Sanjay Leela Bhansali’s created a visual extravaganza with his epic Devdas as he welcomed the audience to his world of opulence. The director had already established himself as a filmmaker with a visual aesthetic with Hum Dil De Chuke Sanam in 1999. Devdas, however, took that to a scale never before seen in Indian cinema. Starring Shah Rukh Khan, Madhuri Dixit, and Aishwarya Rai Bachchan, the film was one of the most expensive to be made in India at that time. On the 19th anniversary of the film that changed how Indian directors looked at sets, we take a look at some other lesser-known facts about Devdas.
At Rs 50 crore, it was the most expensive Hindi film
When Devdas released, it was the most expensive film made in Hindi, costing around a mammoth Rs 50 crore. In 2001, producer Bharat Shah was arrested after a probe found out that the underworld had financed one of his projects. Bhansali was still shooting Devdas at this time and there were serious doubts about the future of the production.
A Rs 20-crore set
The intricate set design, an integral part of Bhansali’s projects, played a huge part in the film’s cost rising through the roof. The sets were in place for seven to nine months. Chandramukhi’s kotha, which cost Rs 12 crore, was the most expensive of all these. Stained glass was used to create Paro’s house and had to re-painted several times since it rained during shooting. Chips and nicks from the use of equipment on set also resulted in touch-ups for the glass. A massive 1.2 lakh pieces of stained glass were used to make this set, costing around Rs 3 crore.
700 lightmen in the crew
Bhansali used 42 generators to power the set at a time when two or three would do the trick for most films. This was due to the sheer number of lights that were required for Devdas. Cinematographer Binod Pradhan used hired around 700 lightmen for the 2,500 lights he used to give the film its visuals.

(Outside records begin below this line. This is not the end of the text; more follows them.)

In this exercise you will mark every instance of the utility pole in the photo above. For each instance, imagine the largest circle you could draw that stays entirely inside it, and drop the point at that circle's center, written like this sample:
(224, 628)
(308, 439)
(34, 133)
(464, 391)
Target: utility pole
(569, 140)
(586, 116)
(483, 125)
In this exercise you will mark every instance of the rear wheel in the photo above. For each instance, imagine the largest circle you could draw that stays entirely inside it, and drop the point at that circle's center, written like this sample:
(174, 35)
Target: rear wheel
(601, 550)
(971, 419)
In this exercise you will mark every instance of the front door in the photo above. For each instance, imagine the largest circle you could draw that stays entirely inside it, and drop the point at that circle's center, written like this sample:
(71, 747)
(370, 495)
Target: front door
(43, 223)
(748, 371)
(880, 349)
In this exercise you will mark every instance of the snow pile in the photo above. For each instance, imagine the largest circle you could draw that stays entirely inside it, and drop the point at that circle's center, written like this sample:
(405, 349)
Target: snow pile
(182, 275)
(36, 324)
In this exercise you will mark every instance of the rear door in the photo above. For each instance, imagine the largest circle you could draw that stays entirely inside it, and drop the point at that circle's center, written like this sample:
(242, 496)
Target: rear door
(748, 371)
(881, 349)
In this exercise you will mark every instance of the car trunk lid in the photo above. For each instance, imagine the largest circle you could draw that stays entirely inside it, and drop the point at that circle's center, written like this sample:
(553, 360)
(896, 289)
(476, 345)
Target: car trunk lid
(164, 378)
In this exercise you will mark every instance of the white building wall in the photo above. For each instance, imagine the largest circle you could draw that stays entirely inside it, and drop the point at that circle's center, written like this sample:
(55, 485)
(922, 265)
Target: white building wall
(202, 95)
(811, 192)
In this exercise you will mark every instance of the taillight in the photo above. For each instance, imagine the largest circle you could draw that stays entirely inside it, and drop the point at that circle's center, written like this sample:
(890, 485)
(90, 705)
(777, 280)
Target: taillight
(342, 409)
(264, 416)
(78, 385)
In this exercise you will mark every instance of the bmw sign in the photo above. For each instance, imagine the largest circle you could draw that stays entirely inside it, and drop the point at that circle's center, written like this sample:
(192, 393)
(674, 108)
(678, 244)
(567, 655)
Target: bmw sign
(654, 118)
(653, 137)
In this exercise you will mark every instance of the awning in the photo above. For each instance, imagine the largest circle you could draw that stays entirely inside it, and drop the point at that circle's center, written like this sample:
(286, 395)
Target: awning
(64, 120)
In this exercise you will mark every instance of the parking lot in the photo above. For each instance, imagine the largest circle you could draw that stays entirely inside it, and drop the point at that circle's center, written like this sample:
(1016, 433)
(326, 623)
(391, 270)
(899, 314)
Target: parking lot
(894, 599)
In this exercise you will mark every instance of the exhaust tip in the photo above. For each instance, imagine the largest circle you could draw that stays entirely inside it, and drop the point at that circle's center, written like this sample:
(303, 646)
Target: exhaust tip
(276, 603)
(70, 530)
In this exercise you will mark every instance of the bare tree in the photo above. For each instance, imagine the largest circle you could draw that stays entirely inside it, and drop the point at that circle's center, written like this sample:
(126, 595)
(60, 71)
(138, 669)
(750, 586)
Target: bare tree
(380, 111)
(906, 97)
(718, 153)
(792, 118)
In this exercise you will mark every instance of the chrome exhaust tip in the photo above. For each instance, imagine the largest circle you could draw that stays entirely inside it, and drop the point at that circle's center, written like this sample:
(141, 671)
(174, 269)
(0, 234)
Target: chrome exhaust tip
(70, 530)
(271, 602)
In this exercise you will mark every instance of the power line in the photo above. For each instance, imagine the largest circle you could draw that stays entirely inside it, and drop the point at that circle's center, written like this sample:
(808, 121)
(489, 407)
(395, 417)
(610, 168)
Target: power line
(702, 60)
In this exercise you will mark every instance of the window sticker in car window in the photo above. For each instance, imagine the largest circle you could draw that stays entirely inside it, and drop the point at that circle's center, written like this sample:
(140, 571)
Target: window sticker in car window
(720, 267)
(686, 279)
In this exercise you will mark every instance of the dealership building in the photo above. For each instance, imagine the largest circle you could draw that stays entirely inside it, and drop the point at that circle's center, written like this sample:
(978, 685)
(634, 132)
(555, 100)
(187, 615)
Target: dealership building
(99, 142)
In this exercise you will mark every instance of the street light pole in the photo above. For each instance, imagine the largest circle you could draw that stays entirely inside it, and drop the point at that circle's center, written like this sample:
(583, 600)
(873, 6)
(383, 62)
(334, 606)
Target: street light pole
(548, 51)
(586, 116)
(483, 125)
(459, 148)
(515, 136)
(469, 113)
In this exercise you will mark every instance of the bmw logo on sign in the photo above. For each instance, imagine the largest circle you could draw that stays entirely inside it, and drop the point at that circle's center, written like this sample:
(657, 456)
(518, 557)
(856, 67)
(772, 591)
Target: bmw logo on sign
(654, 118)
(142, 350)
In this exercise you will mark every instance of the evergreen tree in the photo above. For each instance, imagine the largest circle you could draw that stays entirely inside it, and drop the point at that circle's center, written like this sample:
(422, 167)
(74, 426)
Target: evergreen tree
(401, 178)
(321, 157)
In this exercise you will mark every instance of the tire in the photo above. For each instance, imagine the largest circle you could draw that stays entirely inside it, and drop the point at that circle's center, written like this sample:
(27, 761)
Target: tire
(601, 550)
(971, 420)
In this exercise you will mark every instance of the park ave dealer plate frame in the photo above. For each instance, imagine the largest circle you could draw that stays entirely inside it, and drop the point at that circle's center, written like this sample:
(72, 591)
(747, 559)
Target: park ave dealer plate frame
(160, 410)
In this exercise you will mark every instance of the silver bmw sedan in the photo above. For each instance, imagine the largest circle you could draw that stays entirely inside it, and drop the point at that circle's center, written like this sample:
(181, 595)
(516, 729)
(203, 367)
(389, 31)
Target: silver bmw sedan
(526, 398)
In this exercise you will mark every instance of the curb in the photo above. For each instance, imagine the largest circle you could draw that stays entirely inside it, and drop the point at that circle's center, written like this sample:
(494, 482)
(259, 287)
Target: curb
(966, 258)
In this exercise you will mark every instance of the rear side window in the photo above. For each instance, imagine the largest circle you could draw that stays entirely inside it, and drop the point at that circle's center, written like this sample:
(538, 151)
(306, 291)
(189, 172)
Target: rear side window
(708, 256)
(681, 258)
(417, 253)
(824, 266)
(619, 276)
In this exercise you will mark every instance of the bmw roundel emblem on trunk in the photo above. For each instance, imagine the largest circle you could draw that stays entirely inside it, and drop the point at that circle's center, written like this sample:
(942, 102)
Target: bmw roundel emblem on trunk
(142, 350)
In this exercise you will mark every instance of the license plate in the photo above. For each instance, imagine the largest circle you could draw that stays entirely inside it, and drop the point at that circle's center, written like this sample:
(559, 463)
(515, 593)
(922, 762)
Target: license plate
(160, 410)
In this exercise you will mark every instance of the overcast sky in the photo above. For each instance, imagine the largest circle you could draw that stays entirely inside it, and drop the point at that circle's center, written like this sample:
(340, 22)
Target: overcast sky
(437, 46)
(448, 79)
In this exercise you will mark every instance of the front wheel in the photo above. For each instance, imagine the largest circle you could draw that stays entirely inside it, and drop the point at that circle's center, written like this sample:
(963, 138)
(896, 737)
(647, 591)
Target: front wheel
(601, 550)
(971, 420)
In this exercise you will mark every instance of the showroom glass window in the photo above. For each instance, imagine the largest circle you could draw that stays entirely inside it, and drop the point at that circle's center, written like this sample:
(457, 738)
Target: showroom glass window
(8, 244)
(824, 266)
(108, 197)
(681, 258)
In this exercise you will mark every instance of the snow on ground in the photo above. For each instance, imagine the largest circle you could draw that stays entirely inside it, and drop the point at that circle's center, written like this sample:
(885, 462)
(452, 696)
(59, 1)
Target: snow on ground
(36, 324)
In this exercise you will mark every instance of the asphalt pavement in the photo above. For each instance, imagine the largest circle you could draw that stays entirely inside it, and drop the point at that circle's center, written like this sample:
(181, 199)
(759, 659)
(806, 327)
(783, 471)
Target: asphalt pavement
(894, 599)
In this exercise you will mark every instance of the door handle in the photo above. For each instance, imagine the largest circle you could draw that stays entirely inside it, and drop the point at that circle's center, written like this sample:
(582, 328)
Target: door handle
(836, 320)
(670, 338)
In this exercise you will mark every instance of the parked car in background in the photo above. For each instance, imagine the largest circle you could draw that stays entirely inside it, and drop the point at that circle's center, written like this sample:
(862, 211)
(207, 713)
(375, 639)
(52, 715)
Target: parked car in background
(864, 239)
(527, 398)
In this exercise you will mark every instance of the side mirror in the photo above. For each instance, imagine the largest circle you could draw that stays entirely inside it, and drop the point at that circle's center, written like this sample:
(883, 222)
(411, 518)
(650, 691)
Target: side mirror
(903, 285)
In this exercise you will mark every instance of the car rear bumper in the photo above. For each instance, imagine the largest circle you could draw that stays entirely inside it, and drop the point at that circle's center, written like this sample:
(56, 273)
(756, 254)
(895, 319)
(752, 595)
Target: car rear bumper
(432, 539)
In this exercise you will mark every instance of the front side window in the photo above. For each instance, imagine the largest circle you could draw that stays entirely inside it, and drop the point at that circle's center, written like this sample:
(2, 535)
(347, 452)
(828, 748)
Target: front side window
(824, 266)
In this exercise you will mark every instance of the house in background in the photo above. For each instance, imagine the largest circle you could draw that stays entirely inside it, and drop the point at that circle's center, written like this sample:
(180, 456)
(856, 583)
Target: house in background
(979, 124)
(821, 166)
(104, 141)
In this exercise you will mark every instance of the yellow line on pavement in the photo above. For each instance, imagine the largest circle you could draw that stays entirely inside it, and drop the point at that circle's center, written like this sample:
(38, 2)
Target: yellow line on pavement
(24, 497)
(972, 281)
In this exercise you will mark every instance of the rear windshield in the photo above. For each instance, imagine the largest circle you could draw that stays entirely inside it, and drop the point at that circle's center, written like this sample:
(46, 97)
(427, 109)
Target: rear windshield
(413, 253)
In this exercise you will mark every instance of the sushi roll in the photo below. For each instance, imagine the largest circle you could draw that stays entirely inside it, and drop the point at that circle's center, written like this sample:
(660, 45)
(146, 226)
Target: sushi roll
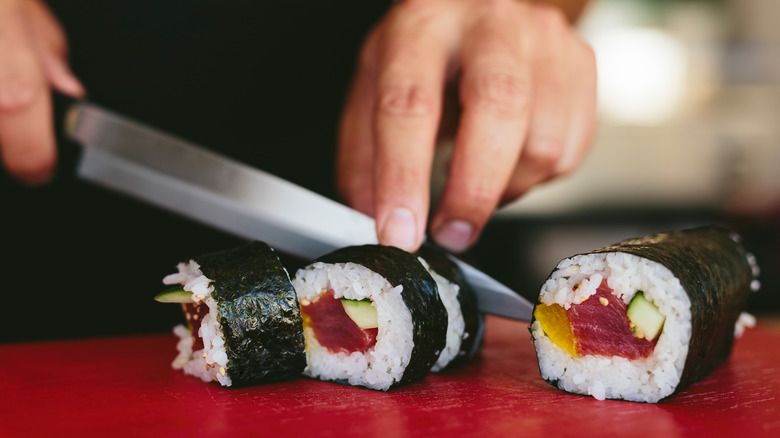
(465, 323)
(372, 317)
(645, 318)
(243, 322)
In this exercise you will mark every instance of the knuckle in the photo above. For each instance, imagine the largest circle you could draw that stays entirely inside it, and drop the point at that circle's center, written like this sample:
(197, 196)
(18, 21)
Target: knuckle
(480, 196)
(546, 153)
(18, 94)
(550, 20)
(406, 99)
(504, 93)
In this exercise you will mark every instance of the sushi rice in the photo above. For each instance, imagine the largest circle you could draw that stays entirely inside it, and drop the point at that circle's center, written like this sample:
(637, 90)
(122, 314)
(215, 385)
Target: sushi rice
(210, 363)
(647, 380)
(382, 365)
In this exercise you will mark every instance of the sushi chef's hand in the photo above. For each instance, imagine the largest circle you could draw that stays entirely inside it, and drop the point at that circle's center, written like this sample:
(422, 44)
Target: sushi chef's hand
(527, 97)
(33, 59)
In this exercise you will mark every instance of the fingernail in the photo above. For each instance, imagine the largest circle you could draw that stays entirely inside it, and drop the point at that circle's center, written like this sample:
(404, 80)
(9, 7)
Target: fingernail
(399, 229)
(455, 235)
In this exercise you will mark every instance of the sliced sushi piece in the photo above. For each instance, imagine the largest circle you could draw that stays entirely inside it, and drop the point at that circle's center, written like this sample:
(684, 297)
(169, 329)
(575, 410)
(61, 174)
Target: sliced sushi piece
(401, 323)
(465, 323)
(243, 322)
(645, 318)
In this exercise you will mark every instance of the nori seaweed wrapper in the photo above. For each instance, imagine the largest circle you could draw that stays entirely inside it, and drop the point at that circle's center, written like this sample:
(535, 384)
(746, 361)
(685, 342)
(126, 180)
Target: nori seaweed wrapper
(474, 320)
(259, 314)
(420, 294)
(717, 274)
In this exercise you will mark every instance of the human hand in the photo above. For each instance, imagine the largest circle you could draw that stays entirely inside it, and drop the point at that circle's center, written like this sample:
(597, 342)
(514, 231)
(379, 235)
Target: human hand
(527, 89)
(33, 58)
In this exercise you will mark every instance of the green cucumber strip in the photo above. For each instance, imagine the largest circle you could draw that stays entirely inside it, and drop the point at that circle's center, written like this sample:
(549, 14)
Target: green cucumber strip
(175, 294)
(648, 321)
(361, 312)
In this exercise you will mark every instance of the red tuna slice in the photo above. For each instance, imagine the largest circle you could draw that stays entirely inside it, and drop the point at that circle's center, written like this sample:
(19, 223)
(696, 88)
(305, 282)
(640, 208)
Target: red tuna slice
(605, 330)
(195, 312)
(334, 329)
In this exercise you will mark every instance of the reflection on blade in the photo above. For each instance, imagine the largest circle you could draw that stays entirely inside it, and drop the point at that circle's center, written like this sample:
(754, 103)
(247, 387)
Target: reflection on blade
(241, 200)
(212, 189)
(493, 297)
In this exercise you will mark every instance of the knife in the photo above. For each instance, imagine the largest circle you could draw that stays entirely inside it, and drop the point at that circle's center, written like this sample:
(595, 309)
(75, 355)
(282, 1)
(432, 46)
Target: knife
(131, 158)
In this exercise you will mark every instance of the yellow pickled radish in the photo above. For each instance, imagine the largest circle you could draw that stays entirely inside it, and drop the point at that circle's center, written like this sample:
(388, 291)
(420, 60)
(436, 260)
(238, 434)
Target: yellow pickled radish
(556, 326)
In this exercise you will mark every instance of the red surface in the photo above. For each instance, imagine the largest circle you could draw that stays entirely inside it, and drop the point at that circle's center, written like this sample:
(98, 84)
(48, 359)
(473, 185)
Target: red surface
(125, 387)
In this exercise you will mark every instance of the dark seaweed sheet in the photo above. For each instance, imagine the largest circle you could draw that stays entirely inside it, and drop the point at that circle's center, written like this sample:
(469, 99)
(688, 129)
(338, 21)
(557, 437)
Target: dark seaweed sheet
(715, 272)
(420, 294)
(474, 320)
(259, 314)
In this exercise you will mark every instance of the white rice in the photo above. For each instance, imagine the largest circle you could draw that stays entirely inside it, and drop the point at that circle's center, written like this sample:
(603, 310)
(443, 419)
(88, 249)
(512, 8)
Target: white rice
(211, 362)
(645, 380)
(456, 325)
(381, 365)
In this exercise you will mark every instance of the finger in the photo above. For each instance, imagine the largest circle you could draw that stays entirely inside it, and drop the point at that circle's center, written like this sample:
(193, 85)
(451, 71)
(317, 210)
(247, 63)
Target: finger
(408, 108)
(26, 134)
(355, 158)
(51, 44)
(549, 119)
(495, 95)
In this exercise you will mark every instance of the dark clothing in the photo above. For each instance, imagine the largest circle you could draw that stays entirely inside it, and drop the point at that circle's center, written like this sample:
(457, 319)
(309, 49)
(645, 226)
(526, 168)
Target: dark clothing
(260, 81)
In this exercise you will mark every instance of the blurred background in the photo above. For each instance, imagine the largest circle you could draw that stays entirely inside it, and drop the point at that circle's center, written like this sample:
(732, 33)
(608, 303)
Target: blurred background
(689, 134)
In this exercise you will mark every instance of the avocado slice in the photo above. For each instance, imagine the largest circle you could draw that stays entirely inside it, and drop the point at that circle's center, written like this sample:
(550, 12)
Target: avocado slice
(175, 294)
(361, 312)
(647, 320)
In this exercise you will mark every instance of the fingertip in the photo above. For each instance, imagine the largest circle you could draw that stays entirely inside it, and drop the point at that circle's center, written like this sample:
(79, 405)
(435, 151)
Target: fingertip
(69, 84)
(399, 229)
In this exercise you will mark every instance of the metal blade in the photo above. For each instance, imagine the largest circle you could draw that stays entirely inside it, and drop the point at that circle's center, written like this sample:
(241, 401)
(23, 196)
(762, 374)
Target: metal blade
(197, 183)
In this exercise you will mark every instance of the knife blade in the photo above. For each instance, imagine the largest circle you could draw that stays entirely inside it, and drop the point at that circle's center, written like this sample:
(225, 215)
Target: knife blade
(132, 158)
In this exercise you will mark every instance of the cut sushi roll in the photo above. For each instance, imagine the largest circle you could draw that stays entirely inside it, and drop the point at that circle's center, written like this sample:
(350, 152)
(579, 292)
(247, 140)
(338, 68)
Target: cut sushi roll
(243, 322)
(372, 317)
(465, 323)
(644, 318)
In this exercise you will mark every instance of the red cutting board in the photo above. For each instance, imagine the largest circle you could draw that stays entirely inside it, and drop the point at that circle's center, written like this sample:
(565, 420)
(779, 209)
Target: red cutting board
(125, 387)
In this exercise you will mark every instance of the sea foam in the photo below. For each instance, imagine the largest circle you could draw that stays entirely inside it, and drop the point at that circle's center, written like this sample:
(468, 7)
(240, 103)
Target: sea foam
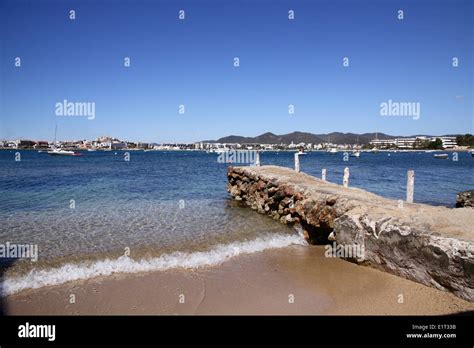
(38, 278)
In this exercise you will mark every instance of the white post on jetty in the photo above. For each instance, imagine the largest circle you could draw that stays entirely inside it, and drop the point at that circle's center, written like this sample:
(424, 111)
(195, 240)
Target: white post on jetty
(410, 185)
(257, 158)
(297, 162)
(345, 180)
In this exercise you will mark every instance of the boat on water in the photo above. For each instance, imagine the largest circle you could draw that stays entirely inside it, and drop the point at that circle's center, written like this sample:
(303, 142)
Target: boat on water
(441, 156)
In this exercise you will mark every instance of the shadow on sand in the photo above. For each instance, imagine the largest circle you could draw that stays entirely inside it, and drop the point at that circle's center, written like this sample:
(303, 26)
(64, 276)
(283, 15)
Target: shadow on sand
(4, 265)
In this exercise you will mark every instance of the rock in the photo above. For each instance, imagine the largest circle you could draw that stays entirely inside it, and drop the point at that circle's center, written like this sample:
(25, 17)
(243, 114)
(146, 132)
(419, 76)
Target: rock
(431, 245)
(465, 199)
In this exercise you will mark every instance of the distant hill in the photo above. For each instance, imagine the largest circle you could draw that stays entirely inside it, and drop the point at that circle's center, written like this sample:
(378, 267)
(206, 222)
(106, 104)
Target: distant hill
(303, 137)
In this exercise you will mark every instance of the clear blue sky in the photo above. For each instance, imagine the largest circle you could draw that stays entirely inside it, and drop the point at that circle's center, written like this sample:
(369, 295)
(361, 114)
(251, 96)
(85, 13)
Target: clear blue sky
(190, 62)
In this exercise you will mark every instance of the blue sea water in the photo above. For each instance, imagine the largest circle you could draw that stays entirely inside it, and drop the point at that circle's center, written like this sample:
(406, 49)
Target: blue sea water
(95, 206)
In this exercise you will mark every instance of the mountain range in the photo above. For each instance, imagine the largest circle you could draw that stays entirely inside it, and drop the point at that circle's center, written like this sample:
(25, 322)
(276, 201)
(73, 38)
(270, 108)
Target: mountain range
(303, 137)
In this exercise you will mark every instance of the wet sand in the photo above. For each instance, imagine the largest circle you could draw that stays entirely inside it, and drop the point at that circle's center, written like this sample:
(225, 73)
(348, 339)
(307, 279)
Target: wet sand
(292, 280)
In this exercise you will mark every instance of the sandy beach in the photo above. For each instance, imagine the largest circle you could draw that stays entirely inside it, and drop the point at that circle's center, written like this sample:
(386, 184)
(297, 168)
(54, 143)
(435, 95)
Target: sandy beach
(293, 280)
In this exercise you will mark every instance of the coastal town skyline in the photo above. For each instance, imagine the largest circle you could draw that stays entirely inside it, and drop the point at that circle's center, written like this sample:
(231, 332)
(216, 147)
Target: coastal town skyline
(183, 81)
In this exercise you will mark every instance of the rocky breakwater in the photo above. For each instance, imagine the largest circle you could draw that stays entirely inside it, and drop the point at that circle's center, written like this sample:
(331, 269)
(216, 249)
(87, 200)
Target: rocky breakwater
(430, 245)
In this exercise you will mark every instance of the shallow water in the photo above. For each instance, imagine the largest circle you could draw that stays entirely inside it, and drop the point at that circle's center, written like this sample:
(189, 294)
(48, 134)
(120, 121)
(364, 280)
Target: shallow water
(84, 210)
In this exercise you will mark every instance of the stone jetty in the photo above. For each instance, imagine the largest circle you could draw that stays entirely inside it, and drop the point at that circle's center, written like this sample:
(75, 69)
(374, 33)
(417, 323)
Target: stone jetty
(430, 245)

Each of Madhuri Dixit’s outfits cost around Rs 15 lakh
Madhuri Dixit’s exquisite outfits in the film were designed by Abu Jani-Sandeep Khosla and reportedly cost a bomb. According to reports of the time, every ensemble that she wore cost around Rs 15 lakh. A ghaghra the actor worn in ‘Kahe Chhed Cheed Mohe’ reportedly weighed around 30 kg. With Madhuri having trouble dancing in such a heavy costume, a new lighter one was made, which too weighed around 16 kgs. Another costume she had worn was around 10 kgs and took two months to be made.
Aishwarya’s 600-saree wardrobe
Bhansali shopped with designer Neeta Lulla for 600 sarees from Kolkata, thus giving birth to Paro’s iconic look. Lulla created a new draping style that took around three hours each day, while she mixed different sarees to create the character’s looks.
It took two years to score the film
Ismail Darbar was tasked with creating the now-iconic music for the film, and he took two years to complete it. Recording for each song lasted around 10 days. The songs were then mixed eight to nine times. Darbar reportedly had many fallouts with his director during this period. A line from ‘Dola Re Dola’ had to be changed at the final mixing stage, further raising the film’s cost.
The highest-grossing film of 2002
Devdas earned Rs 41.66 crore on the domestic market in 2002, a huge deal at the time. The year’s next highest grossing film was Raaz, with Rs 21.46 crore. Devdas also performed well overseas and had its premiere at the Cannes Film Festival. Bhansali sold the film’s music rights sold for Rs 12.5 crore.